Палач, скрипачка и дракон — страница 34 из 72

— На следующий же день ее скормили дракону, как полагалось, — сказал Адам Ханн, чуть приглушив голос, отдавая должное скорби друга. — Мне очень жаль…

— Неправда, — буркнул Нильс.

— Неправда?! — воскликнул Адам. — То есть, ты хочешь сказать, я не ведаю, какие чувства испытывает человек, чья возлюбленная выходит замуж за другого, а потом погибает в пасти кровожадного чудовища? Не знаю, какая это боль? Какая незалечиваемая рана в сердце?

Адам Ханн схватился за грудь с таким видом, будто у него и впрямь сейчас случится сердечный приступ. Зная друга, Нильс не сомневался, что такое возможно.

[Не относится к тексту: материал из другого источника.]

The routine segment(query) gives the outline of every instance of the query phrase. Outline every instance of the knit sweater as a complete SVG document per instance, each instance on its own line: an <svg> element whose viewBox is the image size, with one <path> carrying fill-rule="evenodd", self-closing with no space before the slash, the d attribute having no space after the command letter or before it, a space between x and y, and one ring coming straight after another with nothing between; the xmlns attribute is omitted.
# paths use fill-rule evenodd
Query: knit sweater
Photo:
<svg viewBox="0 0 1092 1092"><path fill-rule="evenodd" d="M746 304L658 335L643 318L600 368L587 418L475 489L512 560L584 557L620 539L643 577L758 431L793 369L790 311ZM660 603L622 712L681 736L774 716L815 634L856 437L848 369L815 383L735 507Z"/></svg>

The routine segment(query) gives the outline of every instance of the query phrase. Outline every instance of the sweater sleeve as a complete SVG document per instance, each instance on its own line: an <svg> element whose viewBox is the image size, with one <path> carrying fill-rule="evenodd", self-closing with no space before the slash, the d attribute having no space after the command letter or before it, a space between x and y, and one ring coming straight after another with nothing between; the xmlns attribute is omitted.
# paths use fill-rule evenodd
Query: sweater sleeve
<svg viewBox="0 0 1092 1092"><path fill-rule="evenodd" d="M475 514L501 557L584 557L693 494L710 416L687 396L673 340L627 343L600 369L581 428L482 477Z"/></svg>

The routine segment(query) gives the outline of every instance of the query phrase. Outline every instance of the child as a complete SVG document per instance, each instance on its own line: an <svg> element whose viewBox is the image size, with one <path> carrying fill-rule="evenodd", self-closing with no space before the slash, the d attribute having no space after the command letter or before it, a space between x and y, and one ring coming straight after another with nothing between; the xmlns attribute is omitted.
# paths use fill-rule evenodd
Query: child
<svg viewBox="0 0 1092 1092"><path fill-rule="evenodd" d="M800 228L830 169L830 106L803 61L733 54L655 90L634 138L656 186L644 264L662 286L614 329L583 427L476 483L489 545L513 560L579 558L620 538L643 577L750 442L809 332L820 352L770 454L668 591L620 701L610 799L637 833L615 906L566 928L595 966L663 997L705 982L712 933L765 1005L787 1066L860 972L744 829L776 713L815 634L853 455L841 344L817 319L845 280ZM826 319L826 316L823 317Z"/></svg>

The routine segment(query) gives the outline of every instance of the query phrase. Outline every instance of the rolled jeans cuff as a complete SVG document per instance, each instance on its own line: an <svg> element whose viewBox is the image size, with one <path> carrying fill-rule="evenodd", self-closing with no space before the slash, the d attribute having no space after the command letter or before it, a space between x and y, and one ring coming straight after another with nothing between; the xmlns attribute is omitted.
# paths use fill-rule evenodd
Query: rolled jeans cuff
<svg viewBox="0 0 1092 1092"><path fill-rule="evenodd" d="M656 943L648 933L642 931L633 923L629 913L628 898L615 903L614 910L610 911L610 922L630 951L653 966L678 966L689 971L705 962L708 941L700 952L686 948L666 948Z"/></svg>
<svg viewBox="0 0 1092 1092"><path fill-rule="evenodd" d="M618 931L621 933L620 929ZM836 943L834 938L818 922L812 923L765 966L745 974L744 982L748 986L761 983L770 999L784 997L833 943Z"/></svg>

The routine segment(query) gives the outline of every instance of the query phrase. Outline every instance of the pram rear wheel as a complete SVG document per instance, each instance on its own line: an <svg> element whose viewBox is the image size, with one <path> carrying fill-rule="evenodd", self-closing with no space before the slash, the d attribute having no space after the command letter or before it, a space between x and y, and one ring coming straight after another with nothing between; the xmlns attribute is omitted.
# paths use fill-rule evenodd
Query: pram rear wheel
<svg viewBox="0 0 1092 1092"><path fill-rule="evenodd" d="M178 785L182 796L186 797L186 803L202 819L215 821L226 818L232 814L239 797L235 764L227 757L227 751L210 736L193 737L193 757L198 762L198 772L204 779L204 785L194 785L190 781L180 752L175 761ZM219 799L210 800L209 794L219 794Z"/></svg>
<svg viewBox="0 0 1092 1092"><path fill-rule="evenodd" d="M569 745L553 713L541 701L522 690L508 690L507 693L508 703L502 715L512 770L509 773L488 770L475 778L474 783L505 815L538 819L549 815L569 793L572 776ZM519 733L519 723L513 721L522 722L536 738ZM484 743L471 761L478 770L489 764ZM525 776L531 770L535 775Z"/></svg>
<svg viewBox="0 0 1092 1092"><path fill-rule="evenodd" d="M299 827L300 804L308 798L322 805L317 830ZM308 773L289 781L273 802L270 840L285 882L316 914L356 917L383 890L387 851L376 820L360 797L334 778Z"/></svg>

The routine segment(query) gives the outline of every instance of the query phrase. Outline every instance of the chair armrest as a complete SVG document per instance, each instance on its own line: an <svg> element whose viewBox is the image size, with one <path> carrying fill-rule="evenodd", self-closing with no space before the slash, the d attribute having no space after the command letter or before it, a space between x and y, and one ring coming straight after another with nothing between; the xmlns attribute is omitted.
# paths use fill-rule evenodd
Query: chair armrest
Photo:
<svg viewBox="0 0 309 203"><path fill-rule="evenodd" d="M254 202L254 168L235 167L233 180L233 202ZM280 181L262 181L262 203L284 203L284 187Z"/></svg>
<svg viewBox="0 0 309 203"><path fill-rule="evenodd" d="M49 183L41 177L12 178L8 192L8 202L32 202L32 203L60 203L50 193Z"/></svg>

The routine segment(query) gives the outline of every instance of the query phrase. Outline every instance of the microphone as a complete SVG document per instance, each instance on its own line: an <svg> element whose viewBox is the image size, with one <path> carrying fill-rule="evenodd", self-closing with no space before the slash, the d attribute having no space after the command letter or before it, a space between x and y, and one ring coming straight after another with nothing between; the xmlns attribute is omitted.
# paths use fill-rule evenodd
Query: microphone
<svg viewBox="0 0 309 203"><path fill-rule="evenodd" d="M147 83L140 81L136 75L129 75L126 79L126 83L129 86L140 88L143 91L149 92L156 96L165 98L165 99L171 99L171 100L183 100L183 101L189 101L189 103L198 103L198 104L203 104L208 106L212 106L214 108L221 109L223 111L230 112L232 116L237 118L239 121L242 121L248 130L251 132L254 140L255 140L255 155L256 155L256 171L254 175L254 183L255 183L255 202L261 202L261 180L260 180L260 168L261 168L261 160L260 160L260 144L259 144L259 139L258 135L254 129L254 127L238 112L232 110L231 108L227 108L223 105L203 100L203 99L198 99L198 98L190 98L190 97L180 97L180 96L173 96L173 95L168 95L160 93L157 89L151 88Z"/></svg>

— Ну-ну, успокойся, я не то имел в виду, — махнул он рукой, и Адам перевел дух. — Твоя скорбь мне хорошо известна и понятна, но ты ведь не сделал ничего такого, что привело бы к таким жертвам, как мой поступок…

После непродолжительного молчания Адам сказал:

— Иногда мне жаль, что не сделал. Будь у меня возможность… Как знать.

Адам Ханн с детства обожал девочку, жившую на той же улице, что и он. Девочку со сказочным именем Леонор. И все бы у них сложилось прекрасно, потому что и девочка тоже отвечала Адаму теплотой и улыбкой, но вышло иначе. Род Леонор Берглер, несмотря на то, что пришел в упадок, оказался куда как древнее и значительнее, чем род Ханнов, поэтому родители девочки и думать не желали о подобном мезальянсе. Их целью был королевский отпрыск, и не меньше. Адам Ханн полагал это неосуществимой блажью и спокойно выжидал, но…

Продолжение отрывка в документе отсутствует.